-¿Y de qué quieres hablar? ¿De caballos?
-No -contestó él.
-¿No quieres hablar de Carazzan?
Lo curioso era que Pedro casi se había olvidado del caballo. Dos días antes habría dicho que Carazzan era lo más importante del mundo para él, pero ya no estaba seguro. ¿Cuándo había dejado de ser importante? Pedro temía que la respuesta estuviera a su lado.
-No tenemos que hablar de nada. Será mejor que ahorremos energía.
-¿Eres así con todas las mujeres o solo conmigo? -preguntó Paula entonces.
-¿Perdona?
-Siento mucho que tu ex mujer tuviera una aventura, pero odiar a todas las mujeres nó va a cambiar lo que pasó.
-¿Y por qué crees que odio a las mujeres?
-¿No es verdad? -preguntó Paula. Pedro se sintió tentado de probarle que estaba equivocada de una forma que no dejara lugar a dudas-. ¿Por qué me odias, Pedro? ¿Por mi posición?
-Eso no ayuda mucho, desde luego -murmuró él.
-¿Quieres decir que si fuera una mujer normal me encontrarías atractiva?
-Te encuentro atractiva -suspiró Pedro-, pero tú no eres una mujer normal y eso no va a cambiar nunca.

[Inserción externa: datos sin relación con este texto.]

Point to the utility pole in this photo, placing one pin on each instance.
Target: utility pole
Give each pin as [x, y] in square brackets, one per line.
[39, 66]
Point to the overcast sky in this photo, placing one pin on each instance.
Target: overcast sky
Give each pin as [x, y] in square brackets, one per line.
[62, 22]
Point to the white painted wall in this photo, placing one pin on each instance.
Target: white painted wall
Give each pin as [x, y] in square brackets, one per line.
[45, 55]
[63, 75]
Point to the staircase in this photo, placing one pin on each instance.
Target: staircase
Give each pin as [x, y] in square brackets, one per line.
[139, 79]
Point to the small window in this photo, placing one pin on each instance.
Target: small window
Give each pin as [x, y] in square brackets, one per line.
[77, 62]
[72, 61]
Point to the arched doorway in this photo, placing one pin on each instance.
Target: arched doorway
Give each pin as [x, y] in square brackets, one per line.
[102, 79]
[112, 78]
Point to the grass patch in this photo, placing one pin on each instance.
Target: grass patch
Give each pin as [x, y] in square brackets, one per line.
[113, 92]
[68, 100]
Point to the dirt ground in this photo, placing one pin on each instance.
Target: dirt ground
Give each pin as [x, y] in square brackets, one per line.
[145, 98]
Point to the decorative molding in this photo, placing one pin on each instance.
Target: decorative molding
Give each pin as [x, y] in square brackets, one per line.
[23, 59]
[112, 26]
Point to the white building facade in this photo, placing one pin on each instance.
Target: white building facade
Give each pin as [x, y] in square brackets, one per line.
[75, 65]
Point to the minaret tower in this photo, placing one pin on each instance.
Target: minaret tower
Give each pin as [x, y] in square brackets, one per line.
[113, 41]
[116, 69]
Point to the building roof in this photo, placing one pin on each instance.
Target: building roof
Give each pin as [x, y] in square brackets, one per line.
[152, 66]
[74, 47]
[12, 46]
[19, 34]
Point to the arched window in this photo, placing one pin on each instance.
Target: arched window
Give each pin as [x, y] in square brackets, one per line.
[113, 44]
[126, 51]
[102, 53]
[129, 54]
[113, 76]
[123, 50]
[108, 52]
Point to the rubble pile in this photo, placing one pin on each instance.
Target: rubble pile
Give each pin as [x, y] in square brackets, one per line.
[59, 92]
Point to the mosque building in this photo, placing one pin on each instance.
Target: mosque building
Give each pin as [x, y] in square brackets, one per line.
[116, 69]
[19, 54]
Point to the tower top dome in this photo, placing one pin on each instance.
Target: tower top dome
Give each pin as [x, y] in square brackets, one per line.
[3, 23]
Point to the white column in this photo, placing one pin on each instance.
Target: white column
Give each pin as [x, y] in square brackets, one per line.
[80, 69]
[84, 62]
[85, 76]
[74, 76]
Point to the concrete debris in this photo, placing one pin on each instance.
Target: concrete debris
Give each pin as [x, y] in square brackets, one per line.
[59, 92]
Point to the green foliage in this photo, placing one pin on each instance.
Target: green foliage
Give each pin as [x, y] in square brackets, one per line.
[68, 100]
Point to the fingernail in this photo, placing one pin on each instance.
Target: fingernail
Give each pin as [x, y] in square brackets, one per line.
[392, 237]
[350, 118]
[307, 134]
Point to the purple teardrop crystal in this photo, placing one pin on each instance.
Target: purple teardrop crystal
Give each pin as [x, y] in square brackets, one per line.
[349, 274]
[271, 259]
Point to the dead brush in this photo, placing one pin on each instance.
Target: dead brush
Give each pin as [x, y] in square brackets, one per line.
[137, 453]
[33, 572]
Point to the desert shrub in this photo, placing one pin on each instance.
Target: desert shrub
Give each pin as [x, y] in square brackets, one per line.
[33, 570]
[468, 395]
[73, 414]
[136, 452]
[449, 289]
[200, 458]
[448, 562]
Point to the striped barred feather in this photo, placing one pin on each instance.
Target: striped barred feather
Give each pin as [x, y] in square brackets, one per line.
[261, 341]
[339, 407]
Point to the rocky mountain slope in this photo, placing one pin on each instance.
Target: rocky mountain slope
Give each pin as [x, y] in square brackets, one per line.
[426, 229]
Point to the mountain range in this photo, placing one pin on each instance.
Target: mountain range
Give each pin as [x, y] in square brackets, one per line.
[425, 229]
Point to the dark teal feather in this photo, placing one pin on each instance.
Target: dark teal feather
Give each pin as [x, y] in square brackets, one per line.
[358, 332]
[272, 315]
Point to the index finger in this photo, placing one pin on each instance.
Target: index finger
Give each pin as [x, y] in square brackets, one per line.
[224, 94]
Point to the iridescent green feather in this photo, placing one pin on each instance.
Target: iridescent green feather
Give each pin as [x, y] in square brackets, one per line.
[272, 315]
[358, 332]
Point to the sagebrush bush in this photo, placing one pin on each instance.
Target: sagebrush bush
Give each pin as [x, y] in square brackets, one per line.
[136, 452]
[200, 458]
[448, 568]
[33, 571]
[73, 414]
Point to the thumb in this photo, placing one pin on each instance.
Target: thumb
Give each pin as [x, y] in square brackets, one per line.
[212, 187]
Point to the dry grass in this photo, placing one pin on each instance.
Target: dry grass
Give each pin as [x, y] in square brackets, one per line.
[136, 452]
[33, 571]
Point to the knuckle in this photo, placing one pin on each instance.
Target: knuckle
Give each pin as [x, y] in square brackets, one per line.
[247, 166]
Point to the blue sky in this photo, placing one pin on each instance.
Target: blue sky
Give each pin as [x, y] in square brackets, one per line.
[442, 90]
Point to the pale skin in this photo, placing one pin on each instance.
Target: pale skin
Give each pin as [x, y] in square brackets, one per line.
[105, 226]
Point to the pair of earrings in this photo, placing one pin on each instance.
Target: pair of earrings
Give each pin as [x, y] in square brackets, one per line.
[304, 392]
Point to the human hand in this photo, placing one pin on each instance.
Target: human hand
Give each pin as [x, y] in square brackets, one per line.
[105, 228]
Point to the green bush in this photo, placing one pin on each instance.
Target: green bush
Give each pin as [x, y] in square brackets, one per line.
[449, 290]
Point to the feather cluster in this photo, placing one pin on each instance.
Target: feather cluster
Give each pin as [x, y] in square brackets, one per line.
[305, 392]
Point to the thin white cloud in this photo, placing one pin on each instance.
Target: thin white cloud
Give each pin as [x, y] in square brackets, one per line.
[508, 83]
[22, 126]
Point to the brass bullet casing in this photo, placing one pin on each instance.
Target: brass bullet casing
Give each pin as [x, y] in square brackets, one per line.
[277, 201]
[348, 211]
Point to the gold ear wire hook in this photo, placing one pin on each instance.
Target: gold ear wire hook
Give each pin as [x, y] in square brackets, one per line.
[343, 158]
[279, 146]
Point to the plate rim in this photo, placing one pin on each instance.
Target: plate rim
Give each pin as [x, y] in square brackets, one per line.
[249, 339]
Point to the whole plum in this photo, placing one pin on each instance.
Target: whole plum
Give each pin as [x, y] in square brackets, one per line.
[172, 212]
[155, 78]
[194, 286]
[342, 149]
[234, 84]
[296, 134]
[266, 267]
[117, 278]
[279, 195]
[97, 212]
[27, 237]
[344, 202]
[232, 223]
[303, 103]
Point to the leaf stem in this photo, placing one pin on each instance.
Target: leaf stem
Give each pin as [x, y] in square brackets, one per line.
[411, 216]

-Yo no quiero que cambie -dijo ella, desafiante.
Ni siquiera por él, entendió Pedro. Había tenido razón, era igual que Jimena. Como ella, la princesa no abandonaría por voluntad propia ninguno de sus privilegios. Lo sabía desde el primer día, pero le dolía escucharlo de sus labios.

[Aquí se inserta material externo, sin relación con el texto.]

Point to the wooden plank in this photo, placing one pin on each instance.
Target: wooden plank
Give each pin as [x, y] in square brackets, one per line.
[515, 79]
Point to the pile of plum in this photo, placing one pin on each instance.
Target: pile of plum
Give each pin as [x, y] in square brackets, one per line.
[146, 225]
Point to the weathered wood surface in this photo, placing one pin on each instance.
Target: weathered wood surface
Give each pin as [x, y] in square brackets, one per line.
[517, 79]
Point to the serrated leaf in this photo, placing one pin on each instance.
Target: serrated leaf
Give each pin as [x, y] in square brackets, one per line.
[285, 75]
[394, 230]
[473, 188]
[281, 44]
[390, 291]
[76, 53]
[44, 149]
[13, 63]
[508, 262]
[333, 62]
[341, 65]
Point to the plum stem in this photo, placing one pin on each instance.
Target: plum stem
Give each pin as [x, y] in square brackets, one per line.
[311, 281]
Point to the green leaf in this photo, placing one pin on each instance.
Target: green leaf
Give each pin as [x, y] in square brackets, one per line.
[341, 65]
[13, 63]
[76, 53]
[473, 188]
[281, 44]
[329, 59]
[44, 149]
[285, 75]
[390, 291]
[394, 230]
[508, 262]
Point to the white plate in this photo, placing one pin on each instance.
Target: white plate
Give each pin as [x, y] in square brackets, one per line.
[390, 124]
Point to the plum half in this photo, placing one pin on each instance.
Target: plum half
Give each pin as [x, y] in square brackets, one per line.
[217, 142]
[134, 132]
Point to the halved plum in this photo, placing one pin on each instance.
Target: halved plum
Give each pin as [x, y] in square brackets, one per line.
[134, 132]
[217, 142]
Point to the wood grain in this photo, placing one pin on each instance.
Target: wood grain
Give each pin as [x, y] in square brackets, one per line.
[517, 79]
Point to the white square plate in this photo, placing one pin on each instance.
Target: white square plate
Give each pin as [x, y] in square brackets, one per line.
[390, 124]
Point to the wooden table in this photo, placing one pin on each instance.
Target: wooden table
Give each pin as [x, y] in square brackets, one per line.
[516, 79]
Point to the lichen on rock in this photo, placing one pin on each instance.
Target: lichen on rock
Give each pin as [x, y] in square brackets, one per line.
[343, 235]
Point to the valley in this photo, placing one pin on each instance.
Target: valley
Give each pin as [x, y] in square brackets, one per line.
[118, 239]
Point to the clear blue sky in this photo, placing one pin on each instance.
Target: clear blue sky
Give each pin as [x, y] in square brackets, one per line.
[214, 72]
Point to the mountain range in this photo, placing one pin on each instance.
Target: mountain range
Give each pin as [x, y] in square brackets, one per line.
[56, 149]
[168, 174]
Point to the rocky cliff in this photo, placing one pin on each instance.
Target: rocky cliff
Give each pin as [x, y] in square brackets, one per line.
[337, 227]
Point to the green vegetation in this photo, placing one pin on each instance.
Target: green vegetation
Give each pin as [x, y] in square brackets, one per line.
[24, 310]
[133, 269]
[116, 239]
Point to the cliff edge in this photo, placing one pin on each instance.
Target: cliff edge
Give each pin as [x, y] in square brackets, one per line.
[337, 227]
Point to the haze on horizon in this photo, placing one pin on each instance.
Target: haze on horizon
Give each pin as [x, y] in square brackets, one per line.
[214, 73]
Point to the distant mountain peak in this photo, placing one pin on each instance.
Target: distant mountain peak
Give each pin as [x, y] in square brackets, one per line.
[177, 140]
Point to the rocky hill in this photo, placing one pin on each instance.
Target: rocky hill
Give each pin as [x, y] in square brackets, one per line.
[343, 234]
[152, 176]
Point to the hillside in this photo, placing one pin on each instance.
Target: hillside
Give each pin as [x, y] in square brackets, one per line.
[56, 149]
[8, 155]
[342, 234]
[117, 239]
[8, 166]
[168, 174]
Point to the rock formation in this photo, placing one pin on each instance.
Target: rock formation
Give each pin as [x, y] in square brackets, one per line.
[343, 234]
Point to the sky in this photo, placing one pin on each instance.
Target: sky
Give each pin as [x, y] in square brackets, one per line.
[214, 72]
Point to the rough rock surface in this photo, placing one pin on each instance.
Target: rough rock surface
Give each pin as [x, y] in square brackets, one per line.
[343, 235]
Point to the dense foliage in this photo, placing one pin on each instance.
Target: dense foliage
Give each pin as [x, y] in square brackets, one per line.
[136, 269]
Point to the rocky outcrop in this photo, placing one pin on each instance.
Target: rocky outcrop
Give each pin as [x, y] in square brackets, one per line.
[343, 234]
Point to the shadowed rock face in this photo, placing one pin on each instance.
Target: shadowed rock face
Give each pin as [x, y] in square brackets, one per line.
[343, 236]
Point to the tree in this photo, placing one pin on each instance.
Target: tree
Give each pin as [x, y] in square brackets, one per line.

-Entonces, ¿Por qué te haces pasar por Daiana?
-No lo entiendes, ¿Verdad? Para mí es como unas vacaciones, una oportunidad de ver el mundo con otros ojos.
-Pero no es real -dijo Pedro-. Yo no puedo cambiar quién soy y tú acabas de decir que no quieres dejar de ser quien eres.
-¿Por qué no dejas de criticarme?
-No estoy criticándote, maldita sea -exclamó él, tomándola por los hombros. Durante unos segundos, la miró a los ojos, ahogándose en ellos.
Cuando deslizó la mirada hasta su boca, Paula se pasó la lengua por los labios y Pedro deseó besarla con tanta fuerza que le dolía. Pero no daría rienda suelta a sus pasiones. ¿No se daba cuenta de que aquello iba a ser más duro para ella que para él? Los príncipes estaban acostumbrados a vivir bajo los focos, pero dudaba que ella estuviera preparada para lo que podía pasar si alguien se enteraba de que habían pasado la noche juntos. Y sospechaba que la ira de sus hermanos sería aún peor.
-¿Quieres que paremos un rato? -preguntó al ver que Paula se sujetaba a las crines de Daisy.
-Gracias, pero estoy bien. No falta mucho para llegar a la cabaña.
-Si estos mapas son correctos, solo queda medio kilómetro. ¿Podrás llegar?
-Sí.
Paula no dijo «aunque me mate», pero hubiera querido decirlo.
Pedro quería mantener un muro entre los dos y era lo mejor. Aunque, sin saber por qué, Paula detestaba que fuera así. No quería pensar que Carazzan fuera la razón. Habían empezado como rivales, pero ella quería pensar que podrían ser amigos. Quizá incluso socios.
Tenía que poner buena cara, pero estaba preocupada por la reacción de sus hermanos. Como princesa de Carramer, estaba obligada a seguir unas normas de comportamiento y esas normas no incluían pasar la noche con un extraño en medio de la montaña. Pero no podía hacer nada, de modo que lo mejor sería concentrarse para no resbalar por la pendiente.
Media hora después, cuando empezaba a anochecer, llegaron al refugio y Paula respiró, aliviada. A un lado de la cabaña había un pequeño establo y los animales parecían contentos de poder descansar. Ella se encargó de secarlos mientras Pedro encendía la chimenea en el interior de la cabaña. Cuando entró y lo vió inclinado sobre el fuego, un escalofrío la recorrió. ¿Era el calor de la chimenea o la imagen de aquel hombre encendiendo el fuego como un hombre primitivo lo que la había turbado?